The objects presented here were collected in the areas surrounding this exhibition site and laid out in a grid in September 2020. Collectively, they are not a work or works. They were not collected or laid out by the artist; they were not collected or laid out on direct instruction from the artist. Because the qualities of the objects were subject to institutional guidelines instead of the artist’s discretion, their selection cannot be apportioned to the artist’s practice. Rather, these objects constitute the potential for a work or works, a performance set at an indefinite time. These objects will be properly disposed of at the end of Made in L.A. 2020.

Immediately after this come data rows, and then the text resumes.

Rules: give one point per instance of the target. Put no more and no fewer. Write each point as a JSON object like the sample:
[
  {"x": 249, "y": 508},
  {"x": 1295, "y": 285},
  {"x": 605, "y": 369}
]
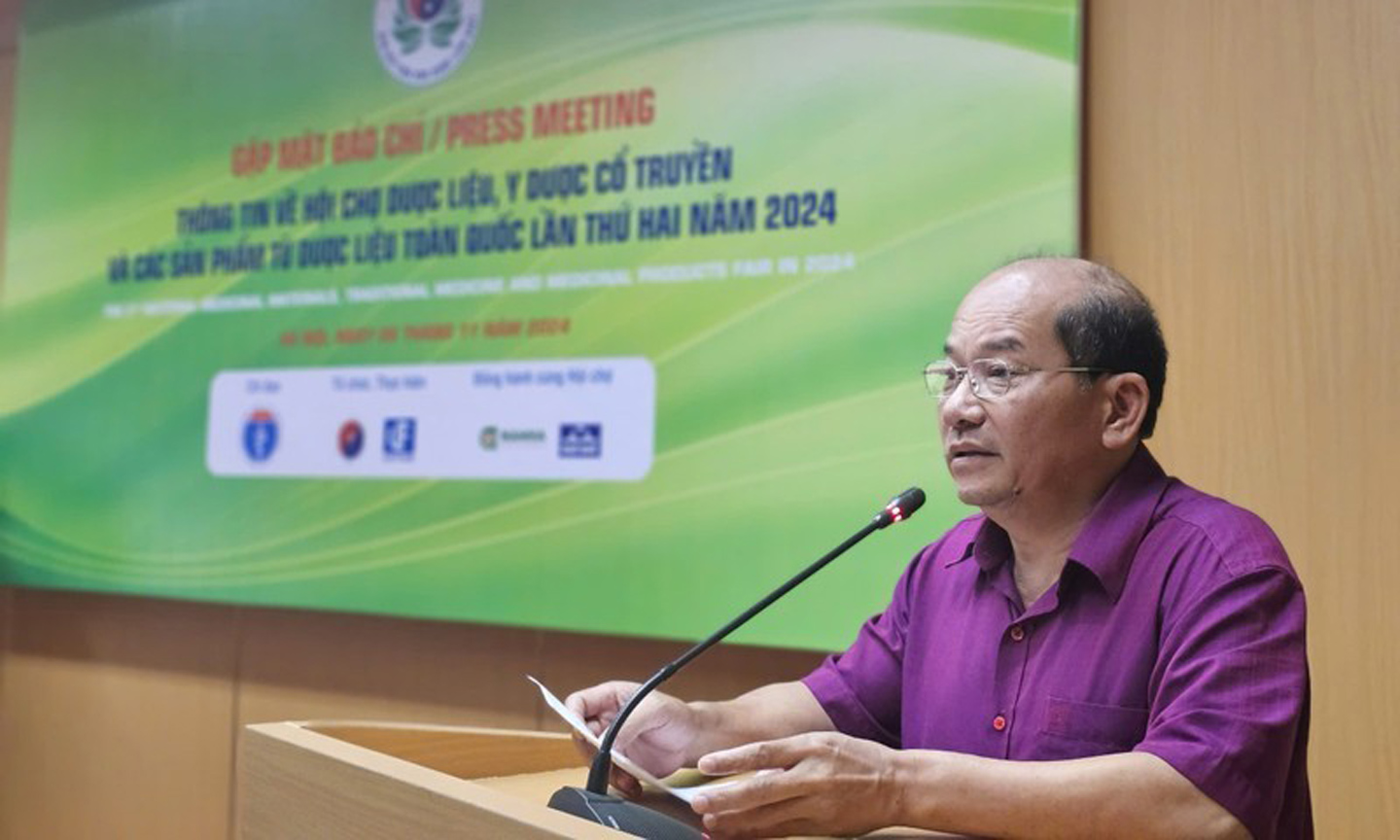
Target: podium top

In Made in L.A. 2020: a version, the artist’s work is present in two institutions, across Los Angeles. See Ser Serpas's work on view at The Huntington.
Biography
Ser Serpas was born in 1995 in the Los Angeles neighborhood of Boyle Heights, an area with a history of radical leftist (i.e., socialist and communist) activism. Serpas took to this lineage, dedicating much of her time to community organizing during her high school years. Art ultimately replaced activist work, as Serpas became disenchanted with the respectability politics within activism. In response, she relocated to New York City, completed her studies at Columbia University, and adopted a practice largely invested in critiquing and celebrating the value (or lack thereof) of material objects. Whether made from discarded detritus found on the street or from hoarded fabric gifted to Serpas by her friends, these reworked objets d'art exist in and out of value, troubling our attachment to what would otherwise be garbage. That Serpas exhibits these Rauschenberg-like combines of furniture and appliances within galleries only to return them to the streets instigates a game of double Dutch, as she plays with what is permissible inside and outside the pristine white cube. Serpas has had solo exhibitions at Ludlow 38, New York (2019); LUMA Westbau, Zurich (2018); and Current Projects, Miami (2017), as well as participating in group exhibitions at Fri Art, Kunsthalle Fribourg, Switzerland (2019); Swiss Institute, New York (2018); and Performance Space New York (2018).